Stew is also on to something when Blackwell represents, for example, Leonard and Phil Chess, who founded Chicago’s Chess Records as a home for blues artists. Were men like the Chess brothers merely taking advantage of Black artists, or were they bringing Black audiences to larger, appreciative audiences?

The answer: they were doing both. Was it altruistic? That’s your call.

Nor is Blackwell entirely the mustachioed villain here: he does have streaks of humanity. At one point, he asks, “Why do Blacks still believe in God?” It’s a question that couldn’t be more pertinent for our present moment, and it gets to the core of The Total Bent — the underlying question not yet asked of a people whose very existence is the reason they have not achieved, in America, their full due respect.

For his part, Stew then stops just short of taking the next step in this discussion. That would have been to balk at the fact that the savior in whom many African-Americans believe was a white man, and that the religion inspired by that white man was sold to them — perhaps it would be better to say imposed on them — also by white men.
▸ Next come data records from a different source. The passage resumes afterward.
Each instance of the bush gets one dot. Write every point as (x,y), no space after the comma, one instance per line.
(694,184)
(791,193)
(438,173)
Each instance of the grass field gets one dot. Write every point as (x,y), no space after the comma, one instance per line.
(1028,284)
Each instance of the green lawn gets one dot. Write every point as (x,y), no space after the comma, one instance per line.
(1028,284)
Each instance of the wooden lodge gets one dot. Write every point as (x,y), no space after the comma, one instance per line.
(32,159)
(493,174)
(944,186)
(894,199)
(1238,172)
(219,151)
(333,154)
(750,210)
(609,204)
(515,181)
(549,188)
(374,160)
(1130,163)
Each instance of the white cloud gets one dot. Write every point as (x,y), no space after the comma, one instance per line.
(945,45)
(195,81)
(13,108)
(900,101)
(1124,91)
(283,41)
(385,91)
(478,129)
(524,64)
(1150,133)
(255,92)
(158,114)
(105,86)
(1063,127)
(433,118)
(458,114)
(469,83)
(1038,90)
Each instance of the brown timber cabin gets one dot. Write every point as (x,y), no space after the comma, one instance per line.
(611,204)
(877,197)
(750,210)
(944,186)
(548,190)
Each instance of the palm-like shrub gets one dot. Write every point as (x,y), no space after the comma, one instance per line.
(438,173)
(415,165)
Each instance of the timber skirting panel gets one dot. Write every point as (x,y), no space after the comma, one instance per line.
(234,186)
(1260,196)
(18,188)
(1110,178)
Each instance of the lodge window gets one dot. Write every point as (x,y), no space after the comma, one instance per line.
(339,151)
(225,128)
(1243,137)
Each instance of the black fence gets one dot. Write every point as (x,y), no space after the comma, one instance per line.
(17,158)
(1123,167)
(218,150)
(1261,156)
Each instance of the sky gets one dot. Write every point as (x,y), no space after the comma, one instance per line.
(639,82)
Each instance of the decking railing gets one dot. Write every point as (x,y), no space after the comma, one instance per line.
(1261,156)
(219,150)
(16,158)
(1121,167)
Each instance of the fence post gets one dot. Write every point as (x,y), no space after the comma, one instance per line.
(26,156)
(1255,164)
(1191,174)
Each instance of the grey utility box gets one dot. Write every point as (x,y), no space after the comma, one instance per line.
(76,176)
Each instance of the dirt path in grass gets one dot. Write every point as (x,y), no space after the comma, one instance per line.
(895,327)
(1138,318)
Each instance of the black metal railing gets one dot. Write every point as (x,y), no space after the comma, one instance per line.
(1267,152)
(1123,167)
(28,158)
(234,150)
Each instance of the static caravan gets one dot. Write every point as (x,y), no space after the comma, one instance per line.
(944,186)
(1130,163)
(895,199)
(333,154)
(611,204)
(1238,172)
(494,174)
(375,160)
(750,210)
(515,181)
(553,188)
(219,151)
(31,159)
To the contrary, in The Total Bent there’s much invoking of Jesus, Mary and Mary Magdalene. There’s even a brief suggestion that Marty is a Jesus figure.

Total Bent
Ato Blankson-Wood and David Cale.

Director Joanna Settle gathers many worthy elements for this work, beginning with the cast and the musicians. (In an unusual move, the musicians are listed as cast members, which may be because they’re visible upstage.)

The solid Hall and sinuous Blankson-Wood, for much of the performance front and center, give very different but constantly arresting performances. Hall a seething man of the world; Blankson-Wood is a wraith-like Ariel for the Madison Square Gardens of the entertainment business. (Gabriel Berry dresses them appropriately.) Cale keeps the ambitious Blackwell on an acceptable keel. Jahi Kearse and Curtis Wiley, respectively, as Andrew and Abee, offer different pairs of back-up dancers, including in the final sequence, executing David Neumann’s choreography beside Blankson-Wood.

Set designer Andrew Lieberman arranges the stage to look like a plushly carpeted cross between a recording studio and a hotel lobby. That’s until — to accommodate Marty’s triumphant performance, ostensibly before thousands — stagehands rush in to add glossy raised runways. The lighting designer is Thom Weaver; the crucial sound design is by Obadiah Eaves and Sten Severson.

A little more than a year ago, Hamilton opened at the Public Theater. The Total Bent may not turn out to be as big a hit (what could be?), but in its scrutiny of a country founded on human rights that has yet to fulfill its promise, Stew and Rodewald’s musical drama is a strong and profound companion piece.